Outro estilo brasileiro é o samba, principal gênero com forte influência de raízes africanas. Ele se desenvolveu a partir de 1860 e era tocado entre os escravos, em rodas de samba. Além de importante para a música brasileira, o estilo também foi, mais tarde, relevante para a resistência negra no país, como explica Lélia Gonzalez no livro Lugar de Negro (Editora Marco Zero, 1982):
“E se nos remetemos às escolas de samba, por exemplo, constatamos que sua produção não deixava de expressar a resposta crítica da comunidade negra em face dos dominadores”. (pág. 27)
Entretanto, mais adiante o samba passou a ser utilizado como produto industrial turístico, sendo tirado das mãos dos negros e elitizado. Não somente o samba, mas todos os estilos musicais brasileiros acabaram sendo massificados e utilizados como meros produtos em uma estrutura mercadológica.
Música e indústria cultural
O conceito de indústria cultural, pensado por Adorno e Horkheimer, é um sistema mercadológico e ideológico, que visa padronizar os gostos da população e transformar a cultura e a arte em produtos, para assim comercializá-los a nível industrial.
Nesse sistema, os conhecimentos podem ser difundidos com mais facilidade, entretanto, “mas isso não faz parte dos produtos culturais pretendidos por essas organizações”, como explica Cristina. Segundo ela, os malefícios para a sociedade podem ser muito maiores. “É uma estrutura industrial perversa e maléfica ao desenvolvimento do que se entende por humanidade, que em nada contribuiu para a melhoria da sociedade. O que vivemos hoje no Brasil em termos de relações sociais descontroladas, tendendo ao fascismo, é um fruto direto dessa manipulação massificante e acrítico do âmbito da cultura”, afirma.

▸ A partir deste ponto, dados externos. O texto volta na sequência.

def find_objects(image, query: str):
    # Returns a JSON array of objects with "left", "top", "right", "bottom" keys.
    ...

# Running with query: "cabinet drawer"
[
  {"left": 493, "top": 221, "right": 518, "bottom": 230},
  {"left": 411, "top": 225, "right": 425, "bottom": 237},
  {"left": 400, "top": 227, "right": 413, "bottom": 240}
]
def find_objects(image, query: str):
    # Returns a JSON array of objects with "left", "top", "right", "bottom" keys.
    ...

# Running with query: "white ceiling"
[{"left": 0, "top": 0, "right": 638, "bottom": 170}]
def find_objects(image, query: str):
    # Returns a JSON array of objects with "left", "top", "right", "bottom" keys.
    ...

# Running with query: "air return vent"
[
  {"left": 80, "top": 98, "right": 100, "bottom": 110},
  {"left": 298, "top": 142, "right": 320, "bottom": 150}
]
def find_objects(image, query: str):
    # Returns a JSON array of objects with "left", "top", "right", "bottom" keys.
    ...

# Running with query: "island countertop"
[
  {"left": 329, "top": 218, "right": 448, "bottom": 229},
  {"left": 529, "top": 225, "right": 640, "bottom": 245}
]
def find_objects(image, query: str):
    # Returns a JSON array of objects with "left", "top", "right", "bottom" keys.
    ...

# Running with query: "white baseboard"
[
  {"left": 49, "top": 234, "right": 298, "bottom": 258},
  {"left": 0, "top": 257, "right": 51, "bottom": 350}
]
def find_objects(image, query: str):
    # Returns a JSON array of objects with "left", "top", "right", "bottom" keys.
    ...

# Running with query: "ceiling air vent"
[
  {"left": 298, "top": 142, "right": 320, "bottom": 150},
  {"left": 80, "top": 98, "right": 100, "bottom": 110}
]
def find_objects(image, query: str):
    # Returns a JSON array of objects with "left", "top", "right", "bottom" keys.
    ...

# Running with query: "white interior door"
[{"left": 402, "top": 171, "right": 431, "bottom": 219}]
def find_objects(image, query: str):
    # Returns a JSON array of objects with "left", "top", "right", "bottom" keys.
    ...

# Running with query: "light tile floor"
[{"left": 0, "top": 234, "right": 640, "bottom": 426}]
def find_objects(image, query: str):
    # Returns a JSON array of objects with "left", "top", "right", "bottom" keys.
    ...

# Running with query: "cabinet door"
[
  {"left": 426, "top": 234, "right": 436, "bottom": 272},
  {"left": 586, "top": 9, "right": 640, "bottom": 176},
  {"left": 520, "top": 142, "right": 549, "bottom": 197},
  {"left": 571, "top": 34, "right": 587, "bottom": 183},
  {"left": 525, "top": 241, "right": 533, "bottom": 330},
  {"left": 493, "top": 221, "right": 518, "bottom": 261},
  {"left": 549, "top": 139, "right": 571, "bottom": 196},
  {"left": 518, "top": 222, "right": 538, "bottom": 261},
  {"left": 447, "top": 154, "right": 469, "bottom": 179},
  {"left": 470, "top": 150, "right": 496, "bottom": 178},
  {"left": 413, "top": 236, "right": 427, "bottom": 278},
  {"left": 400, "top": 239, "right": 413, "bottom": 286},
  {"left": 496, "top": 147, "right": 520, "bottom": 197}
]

No âmbito da música, tal indústria elege estilos a serem amplamente divulgados. Ela simplifica a complexidade musical e escrita das produções, tornando-as acessíveis, porém empobrecidas. Durante esse processo, a diversidade cultural também é comprometida, uma vez que diversos gêneros se perdem na história por não serem comercializáveis pela estrutura mercadológica.
A música brasileira não fica de fora dessa indústria. Os estilos populares conhecidos e consumidos atualmente são uma fonte muito rentável para o mercado da música. Cristina comenta: “A produção da canção popular brasileira transformou-se num produto eficaz e rentável para essa indústria e por ela é explorado”.
Ao transformar a música em um produto, essa indústria também prejudica a expressão artística de seus produtores. A sensibilidade dos musicistas é impedida pelo sistema de mercado, como explica Erika: “Embora muito se fale sobre uma parte mais racional, e principalmente de inclusão no mercado profissional, também é importante ressaltar que a música se relaciona intrinsecamente à sensibilidade do ser humano”.
Muito da diversidade de estilos da música brasileira já foi invisibilizada pelos mecanismos de massificação da indústria cultural. Além disso, o que é conhecido hoje por música popular brasileira já foi simplificado e objetificado, e apenas relembra o que era o verdadeiro conceito musical. Cristina ressalta: “Não sei se a música atualmente aqui produzida ainda é fidedigna à alma do que um dia foi brasileira”.